Das Beispiel im Wissen der Ästhetik (1750–1850). Erforschung einer diskursiven Praxis

Susanne Bossemeyer Stabsstelle 2 – Kommunikation und Öffentlichkeitsarbeit
FernUniversität in Hagen

    Rosen, Schnabeltiere, die Sixtinische Madonna oder Leichen: In den ästhetischen Schriften großer Denker wie Lessing, Hegel oder Kant wurde eine bunte Fülle von Beispielen herangezogen. Diesem Phänomen wendet sich bald das Forschungsprojekt „Das Beispiel im Wissen der Ästhetik (1750–1850). Erforschung und Archivierung einer diskursiven Praxis“ zu, das vom Lehrgebiet Neuere deutsche Literaturwissenschaft und Medienästhetik im Institut für Neuere deutsche Literatur- und Medienwissenschaft der FernUniversität in Hagen betrieben wird.
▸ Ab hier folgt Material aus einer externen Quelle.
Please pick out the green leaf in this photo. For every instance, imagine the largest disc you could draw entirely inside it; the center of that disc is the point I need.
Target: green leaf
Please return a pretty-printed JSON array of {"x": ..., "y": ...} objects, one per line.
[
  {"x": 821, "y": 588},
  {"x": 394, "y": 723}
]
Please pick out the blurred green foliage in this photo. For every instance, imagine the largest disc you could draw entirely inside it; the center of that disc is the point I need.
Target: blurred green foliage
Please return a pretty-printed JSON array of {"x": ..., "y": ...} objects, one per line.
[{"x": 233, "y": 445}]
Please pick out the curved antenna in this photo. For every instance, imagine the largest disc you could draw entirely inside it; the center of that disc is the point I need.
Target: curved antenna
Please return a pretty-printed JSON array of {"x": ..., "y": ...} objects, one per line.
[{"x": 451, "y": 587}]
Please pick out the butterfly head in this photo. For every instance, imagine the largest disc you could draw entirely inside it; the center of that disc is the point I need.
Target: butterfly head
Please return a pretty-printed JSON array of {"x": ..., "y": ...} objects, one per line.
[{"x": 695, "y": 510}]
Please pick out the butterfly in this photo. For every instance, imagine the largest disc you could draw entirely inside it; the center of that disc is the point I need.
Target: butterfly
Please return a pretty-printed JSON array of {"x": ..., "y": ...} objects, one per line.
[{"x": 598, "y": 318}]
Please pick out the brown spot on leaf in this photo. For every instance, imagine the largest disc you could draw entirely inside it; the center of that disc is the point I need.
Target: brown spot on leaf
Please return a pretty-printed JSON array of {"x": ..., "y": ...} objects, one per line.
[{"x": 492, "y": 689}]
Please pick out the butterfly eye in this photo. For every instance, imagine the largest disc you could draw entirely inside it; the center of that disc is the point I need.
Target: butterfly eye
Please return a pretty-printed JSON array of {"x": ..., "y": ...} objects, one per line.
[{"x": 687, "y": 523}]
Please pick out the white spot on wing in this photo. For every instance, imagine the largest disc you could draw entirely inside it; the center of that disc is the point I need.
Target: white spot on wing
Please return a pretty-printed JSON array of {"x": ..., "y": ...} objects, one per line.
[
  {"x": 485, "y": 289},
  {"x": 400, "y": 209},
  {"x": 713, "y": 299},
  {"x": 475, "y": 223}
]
Ab 1. Mai wird das Vorhaben über einen Zeitraum von drei Jahren von der Deutschen Forschungsgemeinschaft (DFG) gefördert.

    Rosen, Schnabeltiere, die Sixtinische Madonna oder Leichen: In den ästhetischen Schriften großer Denker wie Lessing, Hegel oder Kant wurde eine bunte Fülle von Beispielen herangezogen. Diesem Phänomen wendet sich bald das Forschungsprojekt „Das Beispiel im Wissen der Ästhetik (1750–1850). Erforschung und Archivierung einer diskursiven Praxis“ zu, das vom Lehrgebiet Neuere deutsche Literaturwissenschaft und Medienästhetik im Institut für Neuere deutsche Literatur- und Medienwissenschaft der FernUniversität in Hagen betrieben wird.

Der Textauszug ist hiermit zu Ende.